僕も聴いていてしっくりこなさは凄くあったけど、それと同時に「綺麗だな」とも感じました。

そして何度も何度も「銀河鉄道の夜」を聴いてるうちに、次第にその声と詩の美しさに惹かれていきました。それから気になって、この「ポエトリーリーディング」という手法について調べてみると、

「韻を踏まなけばいけない」というルールのせいで、ある種表現の自由が失われてる。本当に自分が表現したい言葉なら、韻を踏まずに語りかける

という言葉を見つけ、「へ〜確かに。ポエトリーリーディングかぁ、面白いな」と単純に思いました。ちなみにその時はまだ、言葉を発信することを僕はしてません。

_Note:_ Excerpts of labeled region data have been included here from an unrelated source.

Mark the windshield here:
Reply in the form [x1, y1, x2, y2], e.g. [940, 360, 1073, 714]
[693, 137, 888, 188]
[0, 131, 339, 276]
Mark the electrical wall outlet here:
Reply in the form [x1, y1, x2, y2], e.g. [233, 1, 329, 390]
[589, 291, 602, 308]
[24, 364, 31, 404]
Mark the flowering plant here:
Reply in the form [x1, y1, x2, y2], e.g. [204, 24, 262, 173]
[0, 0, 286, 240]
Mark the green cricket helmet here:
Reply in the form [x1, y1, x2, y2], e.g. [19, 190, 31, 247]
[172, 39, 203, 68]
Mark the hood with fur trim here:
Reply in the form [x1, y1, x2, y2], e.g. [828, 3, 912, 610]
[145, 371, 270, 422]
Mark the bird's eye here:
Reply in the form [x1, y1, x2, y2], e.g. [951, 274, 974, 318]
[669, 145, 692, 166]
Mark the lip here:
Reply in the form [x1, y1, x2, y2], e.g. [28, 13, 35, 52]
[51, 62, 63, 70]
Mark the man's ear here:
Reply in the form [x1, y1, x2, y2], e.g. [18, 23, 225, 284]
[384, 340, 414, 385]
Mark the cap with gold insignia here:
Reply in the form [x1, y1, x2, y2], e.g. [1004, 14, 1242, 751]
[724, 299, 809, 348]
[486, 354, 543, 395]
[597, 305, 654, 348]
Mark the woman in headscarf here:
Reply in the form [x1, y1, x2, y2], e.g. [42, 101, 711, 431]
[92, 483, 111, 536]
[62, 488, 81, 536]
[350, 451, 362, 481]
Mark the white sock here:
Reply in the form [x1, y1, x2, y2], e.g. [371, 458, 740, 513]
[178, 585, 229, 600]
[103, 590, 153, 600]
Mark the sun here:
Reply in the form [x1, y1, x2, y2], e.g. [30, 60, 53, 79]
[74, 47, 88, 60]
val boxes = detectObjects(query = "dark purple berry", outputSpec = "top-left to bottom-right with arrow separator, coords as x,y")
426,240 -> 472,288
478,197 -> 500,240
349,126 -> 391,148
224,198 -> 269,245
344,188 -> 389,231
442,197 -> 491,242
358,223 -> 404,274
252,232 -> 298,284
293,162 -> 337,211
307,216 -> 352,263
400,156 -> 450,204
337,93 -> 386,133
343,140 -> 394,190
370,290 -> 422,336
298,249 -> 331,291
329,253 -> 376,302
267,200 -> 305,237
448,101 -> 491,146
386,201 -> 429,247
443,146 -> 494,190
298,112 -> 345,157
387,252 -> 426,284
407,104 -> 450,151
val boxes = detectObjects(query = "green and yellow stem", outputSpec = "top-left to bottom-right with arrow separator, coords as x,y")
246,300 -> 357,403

そして日本におけるポエトリーラップの第一人者であり、もはや今では伝説のようになっている不可思議/wonderboyの曲をどっぷり…という訳ではなかったですが、徐々に聴くようになりました。

ブログにも書いてます。

なんのために生きているのか分からなくなった日に絶対聞く曲

それから3年経って

会社を辞めて好きなことで生きていくためにブログを立ち上げ、発信活動をはじめました。

着実とアクセスは伸び、SNSのフォロワーも増え、自分の活動が認知されるようになりました。

世界中どこでも旅できるようになったし、クラウドファンディングでお金も集まって、果てはありがたいことにスポンサーまでついて、メディアに取り上げられるようにもなって。

すごい嬉しかったし、楽しかった。

でも、それだけなんですよね。

「あ〜自分消費されてるわ」って感じ。お金やフォロワー数という数字のために今やってることじゃ、人の心に残るってのは無理だし、死んだらもう忘れ去られていくんですよ。

自由を目指してるようで、「プロ無職」とか「るってぃ」という名前とイメージだけが広がって、どんどん不自由になっていくんですよ。

フリーランス1年目が一番エキサイティングでした。毎日が予測できないことと刺激の連続で、ワクワクしてました。

だけど2年目、3年目と、なんとなくお金を稼ぎ方や世渡り術がわかったところで、先の未来が見えてしまって。本当につまらなくなっていきました。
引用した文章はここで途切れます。